In general, Mr. Bush has a record of opposing most legalized abortion, with exceptions for cases of rape, incest and when the life of the pregnant woman is threatened. He embraced a platform four years ago that calls for an outright ban on abortion, though he says the country is not ready for it. These days, he more typically speaks of building a "culture of life."
Leaders of the abortion rights movement assert that Mr. Bush is actually pursuing an agenda that restricts both abortion and access to family planning and other reproductive health services, at home and abroad. His emphasis on programs that promote abstinence only, for example, is draining money from other family planning services, they say.
"The government's role in reproductive health care should be to ensure access, not to take it away," said Gloria Feldt, president of Planned Parenthood Federation of America, "not to tell people what to do with their lives, not to put the long arm of the politician into the examining room."

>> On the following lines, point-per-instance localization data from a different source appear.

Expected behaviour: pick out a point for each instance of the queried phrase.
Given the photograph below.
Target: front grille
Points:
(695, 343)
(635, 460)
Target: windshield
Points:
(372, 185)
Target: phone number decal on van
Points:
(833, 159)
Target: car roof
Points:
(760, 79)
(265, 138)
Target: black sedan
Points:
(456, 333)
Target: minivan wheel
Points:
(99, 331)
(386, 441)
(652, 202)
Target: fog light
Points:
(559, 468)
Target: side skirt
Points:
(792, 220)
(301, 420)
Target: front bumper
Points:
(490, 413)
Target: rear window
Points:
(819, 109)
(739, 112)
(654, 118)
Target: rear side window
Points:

Abortion rights leaders also say that Mr. Bush has nominated some staunch opponents of Roe v. Wade as federal appellate judges, contending that such selections indicate what he would do if a vacancy occurred on the Supreme Court. The winner of the presidential election may get the chance to appoint two or more justices.

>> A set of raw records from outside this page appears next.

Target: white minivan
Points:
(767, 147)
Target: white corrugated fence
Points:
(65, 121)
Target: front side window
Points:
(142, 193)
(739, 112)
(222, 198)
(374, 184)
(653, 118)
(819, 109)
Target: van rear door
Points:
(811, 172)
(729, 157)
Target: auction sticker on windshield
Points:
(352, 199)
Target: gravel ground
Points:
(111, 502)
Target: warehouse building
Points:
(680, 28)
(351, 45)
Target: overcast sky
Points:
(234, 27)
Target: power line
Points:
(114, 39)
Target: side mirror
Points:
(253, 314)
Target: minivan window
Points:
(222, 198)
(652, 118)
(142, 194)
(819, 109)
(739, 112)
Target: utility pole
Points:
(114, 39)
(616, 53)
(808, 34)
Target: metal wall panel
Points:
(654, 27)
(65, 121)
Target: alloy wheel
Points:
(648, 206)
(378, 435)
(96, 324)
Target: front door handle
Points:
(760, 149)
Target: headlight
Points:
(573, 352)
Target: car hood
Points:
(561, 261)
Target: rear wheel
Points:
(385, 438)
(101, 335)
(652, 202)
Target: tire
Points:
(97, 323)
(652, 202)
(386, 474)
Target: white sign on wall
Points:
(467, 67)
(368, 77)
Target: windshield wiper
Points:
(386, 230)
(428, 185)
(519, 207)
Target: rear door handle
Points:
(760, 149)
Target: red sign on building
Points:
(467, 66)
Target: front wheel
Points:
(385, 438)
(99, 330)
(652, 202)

In short, many abortion rights leaders say that these rights are more imperiled than they have been since 1992 - the year of the last large-scale abortion rights march, when the Supreme Court was considering a case that could have overturned Roe. The justices eventually affirmed Roe, and President Bill Clinton's election later that year gave advocates of abortion rights a firewall for the rest of the decade.
The "March for Women's Lives" this Sunday will be led by a coalition of seven women's and civil liberties groups. They are the National Organization for Women, the American Civil Liberties Union, the Black Women's Health Imperative, the Feminist Majority, Naral Pro-Choice America, the National Latina Institute for Reproductive Health and the Planned Parenthood Federation of America. The march is also endorsed by more than 1,400 other groups, including unions and religious and health care organizations.
The march has a new message intended for a younger and more diverse audience, focusing on privacy and access to a full range of reproductive health services, not just abortion. But the underlying goal is the same as most marches on Washington - to flood the capital with a wide cross-section of Americans and send a powerful message.
"This is, to us, just a beginning," said Eleanor Smeal, president of the Feminist Majority. "We are going to make women's rights, and especially reproductive rights, another third rail of American politics, just like Social Security. This is no longer going to be a political football debated every two or four years."
The marchers are to include a heavy contingent of celebrities, like Ashley Judd, Whoopi Goldberg and Julianne Moore. But organizers were also careful to highlight the more grassroots elements of the coalition.
Tim Butz, executive director of the American Civil Liberties Union of Nebraska, said he would join at least 300 Nebraskans at the march, including many who were coming by bus. "They have to travel over 30 hours on the bus," he said. "That really shows a lot of commitment.`
Susan Hilt, 55, of Lenexa, Kan., also plans to attend. Ms. Hilt, a manager of a storage facility, said, "I'm old enough to remember before Roe v. Wade. I live in fear that they might take that right away from people. It appalls me. Personally, I don't think that's a choice I could make, but it's sure as heck not my business to tell anybody else what they can do."
Christina Kucera, spokeswoman for Planned Parenthood of Louisiana and the Mississippi Delta, said she was playing "mother hen" to three busloads of protesters making the 20-hour trip from New Orleans and Baton Rouge. "This is my first big reproductive rights march," Ms. Kucera said. "I'm incredibly excited."